Proliferation of h15B6 CAR-T cells in PDX pancreatic cancers on 7-d treatment time point. (A) Immunofluorescence study showing colocalization of Ki-67 (red) and CD3 (yellow) and DAPI (red) merged image (pink) in PDX cancers. (B) Fig. 6B shows that the SS1 CAR-T-treated tumors are mostly composed of replicating tumor cells that are DAPI and Ki67 positive. Very few tumor cells are present in the h15B6 CAR-T-treated group, and CD3-positive, Ki67-positive cells are present.

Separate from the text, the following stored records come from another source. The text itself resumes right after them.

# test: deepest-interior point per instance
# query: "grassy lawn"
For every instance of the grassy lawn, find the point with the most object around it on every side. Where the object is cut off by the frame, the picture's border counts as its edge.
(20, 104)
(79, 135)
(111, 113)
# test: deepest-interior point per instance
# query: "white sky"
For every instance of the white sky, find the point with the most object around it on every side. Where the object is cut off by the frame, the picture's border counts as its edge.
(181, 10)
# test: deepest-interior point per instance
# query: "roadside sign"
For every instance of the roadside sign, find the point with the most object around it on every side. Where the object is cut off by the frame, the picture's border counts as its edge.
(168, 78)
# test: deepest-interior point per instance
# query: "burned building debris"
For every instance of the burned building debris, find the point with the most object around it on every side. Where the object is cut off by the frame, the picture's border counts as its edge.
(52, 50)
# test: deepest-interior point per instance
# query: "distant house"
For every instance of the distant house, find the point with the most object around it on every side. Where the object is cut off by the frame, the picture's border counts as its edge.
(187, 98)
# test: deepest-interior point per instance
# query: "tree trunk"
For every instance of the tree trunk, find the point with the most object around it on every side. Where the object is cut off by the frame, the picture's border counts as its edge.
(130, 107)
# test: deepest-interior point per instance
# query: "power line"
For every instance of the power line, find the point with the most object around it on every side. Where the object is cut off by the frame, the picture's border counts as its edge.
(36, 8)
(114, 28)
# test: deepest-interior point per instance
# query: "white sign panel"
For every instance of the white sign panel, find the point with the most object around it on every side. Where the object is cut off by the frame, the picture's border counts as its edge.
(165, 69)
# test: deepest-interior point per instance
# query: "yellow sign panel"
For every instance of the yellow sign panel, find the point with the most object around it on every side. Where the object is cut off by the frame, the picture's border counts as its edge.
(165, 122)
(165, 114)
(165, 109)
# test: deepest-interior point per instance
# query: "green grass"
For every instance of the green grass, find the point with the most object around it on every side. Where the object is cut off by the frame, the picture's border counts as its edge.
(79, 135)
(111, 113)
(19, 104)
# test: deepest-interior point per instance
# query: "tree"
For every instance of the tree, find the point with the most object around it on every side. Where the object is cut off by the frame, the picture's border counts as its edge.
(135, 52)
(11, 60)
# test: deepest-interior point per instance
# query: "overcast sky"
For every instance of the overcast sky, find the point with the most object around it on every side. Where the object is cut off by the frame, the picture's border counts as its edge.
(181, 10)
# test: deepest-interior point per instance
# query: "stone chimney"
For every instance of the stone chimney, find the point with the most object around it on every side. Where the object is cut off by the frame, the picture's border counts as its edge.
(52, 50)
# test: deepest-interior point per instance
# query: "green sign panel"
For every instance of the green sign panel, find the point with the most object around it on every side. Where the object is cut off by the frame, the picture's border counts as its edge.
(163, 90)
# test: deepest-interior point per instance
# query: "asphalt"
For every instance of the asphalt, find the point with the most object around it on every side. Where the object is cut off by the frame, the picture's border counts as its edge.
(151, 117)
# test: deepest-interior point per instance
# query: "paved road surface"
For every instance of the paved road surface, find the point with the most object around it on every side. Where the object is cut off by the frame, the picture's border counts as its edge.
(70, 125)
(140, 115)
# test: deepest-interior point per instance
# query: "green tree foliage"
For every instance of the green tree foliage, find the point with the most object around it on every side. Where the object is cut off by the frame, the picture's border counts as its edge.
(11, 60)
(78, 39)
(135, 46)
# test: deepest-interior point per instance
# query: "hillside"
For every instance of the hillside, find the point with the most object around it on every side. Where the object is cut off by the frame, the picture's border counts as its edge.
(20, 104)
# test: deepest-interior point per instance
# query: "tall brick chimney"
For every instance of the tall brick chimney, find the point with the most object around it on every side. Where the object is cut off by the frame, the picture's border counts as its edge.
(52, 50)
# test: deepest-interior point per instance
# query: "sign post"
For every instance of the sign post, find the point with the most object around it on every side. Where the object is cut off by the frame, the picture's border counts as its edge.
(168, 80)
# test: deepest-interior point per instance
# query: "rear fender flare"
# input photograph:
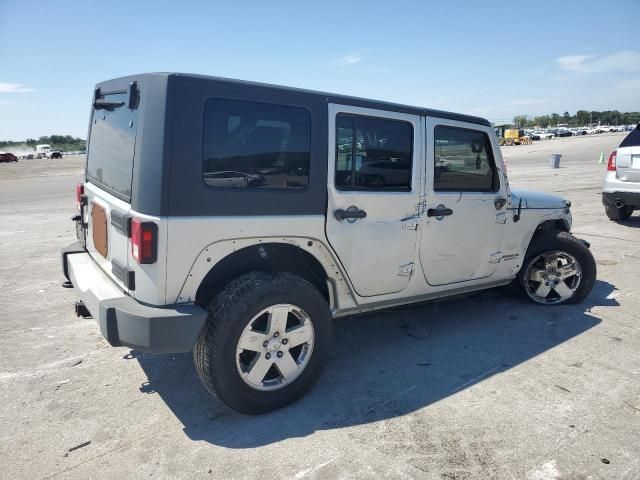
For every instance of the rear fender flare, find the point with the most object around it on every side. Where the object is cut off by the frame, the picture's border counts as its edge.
(341, 294)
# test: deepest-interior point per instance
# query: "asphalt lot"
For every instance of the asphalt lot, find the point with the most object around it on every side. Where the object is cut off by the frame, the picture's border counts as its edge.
(484, 386)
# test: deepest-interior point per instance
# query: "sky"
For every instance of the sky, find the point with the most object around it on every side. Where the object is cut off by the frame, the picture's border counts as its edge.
(492, 59)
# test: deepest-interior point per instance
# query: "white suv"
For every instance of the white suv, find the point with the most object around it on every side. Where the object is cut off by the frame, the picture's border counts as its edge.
(336, 206)
(621, 189)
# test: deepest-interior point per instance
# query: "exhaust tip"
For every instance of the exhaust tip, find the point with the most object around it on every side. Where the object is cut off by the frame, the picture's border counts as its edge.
(82, 310)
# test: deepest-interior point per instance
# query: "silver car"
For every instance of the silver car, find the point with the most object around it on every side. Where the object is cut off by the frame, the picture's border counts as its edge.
(621, 189)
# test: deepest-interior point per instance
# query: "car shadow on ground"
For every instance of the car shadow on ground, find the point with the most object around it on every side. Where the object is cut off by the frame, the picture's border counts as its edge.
(633, 221)
(384, 365)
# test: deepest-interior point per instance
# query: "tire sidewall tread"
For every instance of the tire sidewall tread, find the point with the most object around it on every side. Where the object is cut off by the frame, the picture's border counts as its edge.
(229, 312)
(546, 240)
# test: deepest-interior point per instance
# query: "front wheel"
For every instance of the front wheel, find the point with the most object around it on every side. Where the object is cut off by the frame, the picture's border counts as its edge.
(265, 342)
(558, 268)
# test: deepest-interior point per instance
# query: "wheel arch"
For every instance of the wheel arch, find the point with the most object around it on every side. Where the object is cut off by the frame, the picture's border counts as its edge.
(554, 224)
(308, 258)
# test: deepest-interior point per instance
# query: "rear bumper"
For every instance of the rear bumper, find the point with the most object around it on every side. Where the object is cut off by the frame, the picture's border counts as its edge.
(125, 322)
(631, 199)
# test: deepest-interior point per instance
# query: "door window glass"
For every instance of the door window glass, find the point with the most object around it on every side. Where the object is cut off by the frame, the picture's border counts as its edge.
(256, 145)
(373, 153)
(463, 161)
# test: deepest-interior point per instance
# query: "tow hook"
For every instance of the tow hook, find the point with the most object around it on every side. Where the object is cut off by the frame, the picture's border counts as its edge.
(82, 310)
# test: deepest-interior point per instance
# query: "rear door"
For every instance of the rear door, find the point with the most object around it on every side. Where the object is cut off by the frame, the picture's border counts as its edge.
(628, 158)
(110, 157)
(466, 203)
(374, 181)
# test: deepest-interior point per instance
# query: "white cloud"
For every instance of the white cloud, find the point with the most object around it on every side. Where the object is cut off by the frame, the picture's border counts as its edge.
(348, 60)
(14, 88)
(626, 61)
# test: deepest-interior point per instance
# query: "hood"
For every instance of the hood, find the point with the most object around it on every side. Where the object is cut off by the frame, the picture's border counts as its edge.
(533, 199)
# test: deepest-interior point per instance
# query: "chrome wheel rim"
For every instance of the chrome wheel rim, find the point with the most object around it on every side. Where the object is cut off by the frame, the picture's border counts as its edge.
(275, 347)
(552, 277)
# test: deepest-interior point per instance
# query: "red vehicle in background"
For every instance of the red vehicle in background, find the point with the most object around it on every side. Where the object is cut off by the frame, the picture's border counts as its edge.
(8, 157)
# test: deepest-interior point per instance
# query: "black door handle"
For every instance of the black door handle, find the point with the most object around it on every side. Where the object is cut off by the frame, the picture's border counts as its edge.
(439, 212)
(351, 212)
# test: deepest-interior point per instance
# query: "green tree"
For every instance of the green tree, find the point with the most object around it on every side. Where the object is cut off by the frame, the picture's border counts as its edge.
(582, 117)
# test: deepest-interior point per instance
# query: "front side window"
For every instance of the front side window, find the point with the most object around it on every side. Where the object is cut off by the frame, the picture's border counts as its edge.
(463, 161)
(373, 153)
(256, 145)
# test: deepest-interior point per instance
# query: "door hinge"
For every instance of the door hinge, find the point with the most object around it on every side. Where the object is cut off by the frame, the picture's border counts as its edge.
(405, 270)
(495, 257)
(409, 225)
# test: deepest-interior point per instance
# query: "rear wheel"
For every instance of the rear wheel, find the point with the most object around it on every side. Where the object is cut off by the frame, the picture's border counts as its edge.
(614, 213)
(265, 342)
(558, 268)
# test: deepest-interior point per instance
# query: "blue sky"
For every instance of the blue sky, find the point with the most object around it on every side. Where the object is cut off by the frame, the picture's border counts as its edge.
(482, 58)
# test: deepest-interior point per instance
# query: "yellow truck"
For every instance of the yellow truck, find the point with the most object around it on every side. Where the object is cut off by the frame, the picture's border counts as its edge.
(511, 136)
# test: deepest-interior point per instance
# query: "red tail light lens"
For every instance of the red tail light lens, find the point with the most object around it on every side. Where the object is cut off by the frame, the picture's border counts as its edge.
(144, 241)
(79, 193)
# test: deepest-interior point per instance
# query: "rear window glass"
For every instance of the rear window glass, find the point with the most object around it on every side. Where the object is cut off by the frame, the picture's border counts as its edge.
(256, 145)
(112, 145)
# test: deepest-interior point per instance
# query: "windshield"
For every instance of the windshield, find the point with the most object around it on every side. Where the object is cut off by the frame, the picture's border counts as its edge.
(112, 145)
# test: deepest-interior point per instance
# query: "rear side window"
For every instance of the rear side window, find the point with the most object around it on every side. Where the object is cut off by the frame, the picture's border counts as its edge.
(256, 145)
(373, 153)
(463, 161)
(112, 144)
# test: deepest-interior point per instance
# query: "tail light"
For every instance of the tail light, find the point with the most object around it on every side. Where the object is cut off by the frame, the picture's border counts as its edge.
(79, 193)
(612, 161)
(144, 241)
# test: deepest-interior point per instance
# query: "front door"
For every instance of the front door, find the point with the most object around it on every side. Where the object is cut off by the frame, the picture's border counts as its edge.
(466, 203)
(374, 181)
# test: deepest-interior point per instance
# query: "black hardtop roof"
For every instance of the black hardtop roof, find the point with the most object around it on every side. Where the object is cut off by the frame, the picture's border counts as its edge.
(329, 97)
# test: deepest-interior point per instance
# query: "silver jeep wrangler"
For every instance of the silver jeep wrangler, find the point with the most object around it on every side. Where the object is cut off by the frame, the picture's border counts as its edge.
(237, 220)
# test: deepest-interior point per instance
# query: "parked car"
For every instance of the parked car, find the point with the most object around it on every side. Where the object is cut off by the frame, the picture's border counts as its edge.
(250, 279)
(621, 189)
(8, 157)
(545, 134)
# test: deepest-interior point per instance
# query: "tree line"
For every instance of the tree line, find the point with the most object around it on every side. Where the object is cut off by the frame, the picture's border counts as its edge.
(64, 143)
(580, 119)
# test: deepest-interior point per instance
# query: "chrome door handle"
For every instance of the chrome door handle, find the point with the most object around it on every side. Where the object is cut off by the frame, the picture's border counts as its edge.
(352, 213)
(439, 212)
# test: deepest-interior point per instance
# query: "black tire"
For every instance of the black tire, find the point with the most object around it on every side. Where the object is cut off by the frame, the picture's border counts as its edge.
(616, 214)
(229, 313)
(549, 240)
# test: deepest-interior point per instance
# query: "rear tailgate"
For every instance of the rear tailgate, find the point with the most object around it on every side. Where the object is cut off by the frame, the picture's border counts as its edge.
(110, 158)
(628, 158)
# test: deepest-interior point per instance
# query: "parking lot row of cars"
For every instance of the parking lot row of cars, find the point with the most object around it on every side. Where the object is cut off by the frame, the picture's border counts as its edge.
(569, 132)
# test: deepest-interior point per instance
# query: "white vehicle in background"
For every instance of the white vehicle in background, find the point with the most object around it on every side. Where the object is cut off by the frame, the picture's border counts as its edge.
(544, 134)
(621, 189)
(45, 151)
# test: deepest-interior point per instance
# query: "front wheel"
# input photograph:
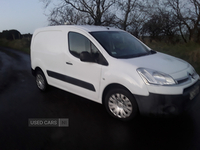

Ki-67 positivity (pink) in neoplastic ductal epithelium in the SS1 CAR-T-treated mice and Ki-67 (pink) positivity in CAR-T cells (yellow) in the h15B6 CAR-T-treated mice.

Fig. 8.

Cartoon demonstrating why CAR-T cells targeting a distal MSLN epitope have very low anti-tumor activity and CAR-T targeting a non-shed epitope have high activity. MSLN (blue and red) on tumor cells is cut by proteases leaving a short stalk (red) attached to the cell and releasing the shed portion (blue) into the extra-cellular fluid of the tumor and then into the blood. CAR-T cells made with SS1 Fv recognize a distal epitope of MSLN present on shed MSLN, bind to shed MSLN as they enter the tumor or pass in capillaries through the tumor and do not accumulate in the tumor or reach tumor cells. CAR-T cells, made with 15B6 Fv, do not bind to shed MSLN. Therefore, after tumor entry, they can bind to and kill cancer cells. They are also activated and they expand as well.